We would have to introduce some notations – english equivalents of formal apparatus in Russian; we will limit ourselves to minimal necessary explanations.

4. Categorization of lexemes

The upper level of semantic classification in Russian general semantic dictionary RUSLAN is semantic category (CAT) of lexeme related to the way it is represented in the semantic notation. This field can acquire the following main values:

LBL – word-labels, take up position A or B in the semantic relation R(A,B). The words of this category have the maximal initial information weight. This is the largest, open and mobile class that must cover the lexical nucleus of the chosen domain. LBLs form two subcategories: SITuation (war, discussion) and OBJect (book, President, bill). Other words-labels yeild simple LBL symbol (problem). Further semantic differentiation is derived from fields SEMF (semantic features) and VAL (valencies), see below.

REL – relations (or semantic relations, SemRel) occupy position R in the formula R(A,B). These words have lower, as compared to LBL, initial informational weight since they denote links (relations) between units of other categories. In the majority of cases, REL is ascribed to auxiliary parts of speech (prepositions, conjunctions, punctuation marks). Nouns that coincide with the name of some semantic relations (cause, part) fall into the category of aspect words; they become relations only at the next step of analysis.
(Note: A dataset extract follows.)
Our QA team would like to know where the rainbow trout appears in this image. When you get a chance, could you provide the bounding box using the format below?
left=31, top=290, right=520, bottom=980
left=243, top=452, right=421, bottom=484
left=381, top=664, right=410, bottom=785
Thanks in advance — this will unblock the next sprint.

ASP – aspect words: the lexeme defines the name of the semantic relation and fills in its first place in the formula R(A,B): ASPECT (size,B). Aspect words are inhomogeneous both grammatically (nouns, adjectives, verbs, adverbs) and semantically. They can acquire in SemF and VAL fields of SEM zone more specific relations: PARAMETER (size,B); PART_OF(member,B) as well as STAGE (A,B), MODALITY(A,B), IDENTIFIER (A,B), FUNCTION (A,B), NAME (A,B) etc. They have lower informational weight than LBLs.

We do not describe at the moment so called “words-operators”. This category comprises pronouns (he, they, etc.), particles (even, only), adverbs (respectively, particularly, contrary), quantors (every, all), etc. These units operate on SemSpace structure at the stage of proper (global) semantic analysis when there already exist units that can become arguments of the semantic relations being introduced. The informational weight of these lexemes given in the dictionary is minimal, but the transformations they start may change the informational weight of term B in the semantic formula.

ELSE – a quasi-category for unclear cases.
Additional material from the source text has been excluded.